İkinci isimse tabi ki Marquis de Sade. Sadizmin kurucusu olan bu abimizin meşhur Justine'si de filmdeki Justine'yi var eden noktalardan biri gibi geldi bendenize. Hatta Sade'nin Justine isminde eseri veya yazdığı karakteri olmasaydı bile temellerini attığı sadizm dolayısıyla illa anımsanırdı, bu karakterden sonra. Zira filmde, melankoliden muzdarip olan Justine, Sade'nin Justine'sinin yaşadıklarından sonraki haline çok uygun. Hayattan yediği seri ve de şiddetli tekme tokatlardan sonra tüm dünyaya küsmüş, ağzının tadı kalmamış, gam denilen şey evinden fersahlarca ıraksamış; bunun sonucunda da sadizmle karışık bir melankoli kazanmış. Sanki Sade'nin bıraktığı yerden Trier devam etmiş karaktere. Filmde birçok sahne, buna ispat olarak gösterilebilir. Örneğin filmdeki Justine, düğün töreninin yapılacağı -ablası, eniştesi ve kendisinin yaşadığı malikanedeki- salona geç gelmesine rağmen, daha da geç kalmayı göze alıyor, daha açık ifade edersek, uzunca süre beklettiği konukları daha da bekletmeyi göze alıyor ve gidip çok sevdiği atına bir öpücük konduruyor. Ve bu kadar çok sevdiği, görmeden evlenemediği atını sırf söylediği basit bir şeyi yapmadığı için dövebiliyor. Masum bir melankoliden çok daha fazlası olunca insanın içine kurt düşmüyor değil tabii :)

Trier bütün bunların ışığında filmdeki karakter örgüsünü, Lawrence Durrell'in Justine'sini Sade'nin genel fikriyatıyla birleştirip üstüne bir de yine Sade'nin Erdemin Felaketleri eserindeki kardeş zıtlığını taçlandırmasıyla oluşturmuş gibi gözüküyor. Zira filmin ikinci bölümünün üzerine kurulduğu Claire karakteri, tam manasıyla Justine zıtlığıyla resmediliyor film boyunca. Claier'e girmeyeceğim ama tam manasıyla Justine'nin zıttı demiş olayım. İlk yarı boyunca başımızın üstünde taşımak için birbirimizle kıyasıya mücadele edeceğimiz Claire, ikinci yani kendine özel bölümde, Niagara Şelalesi'nde sırası gelen su zerrelerini bile yaya bırakacak kadar hızlı düşüyor gözümüzden. Kısacası, bakınız Erdemin Felaketleri'ndeki Justine ve ablası zıtlığı.

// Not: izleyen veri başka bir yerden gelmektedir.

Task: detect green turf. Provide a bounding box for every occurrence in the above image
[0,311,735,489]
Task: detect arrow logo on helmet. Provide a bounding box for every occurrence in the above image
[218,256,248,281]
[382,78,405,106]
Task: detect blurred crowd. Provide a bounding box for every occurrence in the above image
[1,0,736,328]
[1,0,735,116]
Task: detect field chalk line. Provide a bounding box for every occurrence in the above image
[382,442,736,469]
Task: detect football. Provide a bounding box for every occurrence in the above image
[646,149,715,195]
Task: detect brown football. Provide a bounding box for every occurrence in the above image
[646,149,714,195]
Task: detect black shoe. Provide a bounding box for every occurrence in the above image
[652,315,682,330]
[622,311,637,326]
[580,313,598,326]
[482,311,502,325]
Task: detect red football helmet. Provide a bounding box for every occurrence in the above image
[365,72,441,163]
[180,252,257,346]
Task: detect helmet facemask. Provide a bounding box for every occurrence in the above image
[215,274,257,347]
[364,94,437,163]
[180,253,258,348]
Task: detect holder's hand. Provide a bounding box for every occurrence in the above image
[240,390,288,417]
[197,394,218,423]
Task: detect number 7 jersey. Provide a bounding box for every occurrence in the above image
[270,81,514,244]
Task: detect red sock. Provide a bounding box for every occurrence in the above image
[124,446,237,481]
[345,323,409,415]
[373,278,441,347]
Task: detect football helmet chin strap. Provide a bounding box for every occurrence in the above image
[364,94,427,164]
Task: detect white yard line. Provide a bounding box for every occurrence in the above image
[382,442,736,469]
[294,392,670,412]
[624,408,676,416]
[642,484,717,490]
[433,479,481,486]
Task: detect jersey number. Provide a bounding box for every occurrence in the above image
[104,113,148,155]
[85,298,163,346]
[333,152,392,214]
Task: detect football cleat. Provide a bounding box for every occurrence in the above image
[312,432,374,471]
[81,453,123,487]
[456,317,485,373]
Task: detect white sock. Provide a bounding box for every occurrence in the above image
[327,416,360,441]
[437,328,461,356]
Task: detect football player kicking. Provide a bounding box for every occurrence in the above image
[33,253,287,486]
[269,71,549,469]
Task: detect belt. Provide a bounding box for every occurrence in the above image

Bu genel girişten sonra yapmanız gereken tek şey, havada uçuşan bu tip atıf ve metaforları yakalamak. Filmden haz alıp almamanız arasındaki ince çizgi tamamen burada yatıyor sanırım. O metaforlardan birazını ıskalarsanız çok renksiz bir film diye etiketlememeniz pek de mümkün gözükmüyor bu yapımı.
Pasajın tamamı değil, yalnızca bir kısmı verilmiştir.